Born Tokitarō. Adopted into the Nakajima family (Father: Nakajima Ise, a mirror-maker). He used over 30 pseudonyms throughout his career. His daughter, Katsushika Ōi (Eijo), was also a highly skilled artist who worked closely with him.
Katsushika Hokusai (1760–1849) was a brilliant Japanese artist, ukiyo-e painter, and printmaker of the Edo period. He is arguably Japan’s most internationally recognized artist, profoundly influencing Western art movements such as Impressionism and Art Nouveau (a phenomenon known as Japonisme).
Born in the artisan district of Edo, Hokusai began painting around age six. At 14, he apprenticed as a woodblock carver, and at 18, he was accepted into the studio of Katsukawa Shunshō, a master of ukiyo-e (“pictures of the floating world”). While ukiyo-e traditionally focused on courtesans and kabuki actors, Hokusai eventually broke away from these conventions to broaden the genre, focusing intensely on landscapes, flora, fauna, and the daily lives of ordinary people.
Throughout his long and eccentric life, Hokusai relocated over 90 times and frequently changed his artistic name to mark new phases in his career. In 1814, he began publishing the Hokusai Manga, a sprawling 15-volume collection of thousands of sketches depicting animals, people, everyday objects, and mythological figures. These served as drawing manuals for his students and became wildly popular with the general public.
His undisputed masterpiece is the woodblock print series Thirty-six Views of Mount Fuji (c. 1830–1832), created when he was in his seventies.
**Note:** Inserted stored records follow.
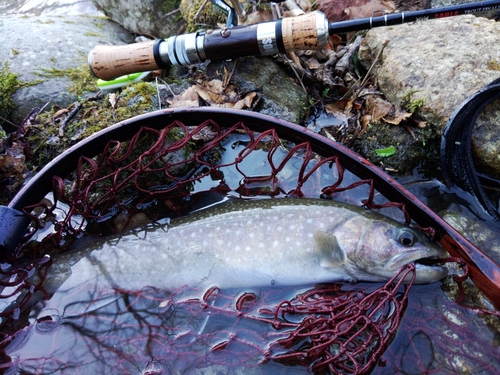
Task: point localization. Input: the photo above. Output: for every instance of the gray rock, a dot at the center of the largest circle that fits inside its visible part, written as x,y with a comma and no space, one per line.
30,44
279,95
48,7
441,61
158,18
This monumental series includes The Great Wave off Kanagawa, an iconic image that captures the awe-inspiring, claw-like power of the ocean juxtaposed with the distant, serene peak of Mount Fuji. In this series, he masterfully utilized Prussian blue, a recently imported synthetic pigment, to create deep, vibrant, and expressive waters.
Hokusai was relentlessly driven by his art. On his deathbed at age 88, he reportedly lamented, “If heaven had granted me five more years, I could have become a real painter.” His legacy remains monumental, with his works avidly collected and studied by European masters like Claude Monet, Edgar Degas, and Vincent van Gogh.
Active in others filds : Book Illustration, Shunga (Erotic Art), Drawing Manuals (Hokusai Manga), Poetry Illustration.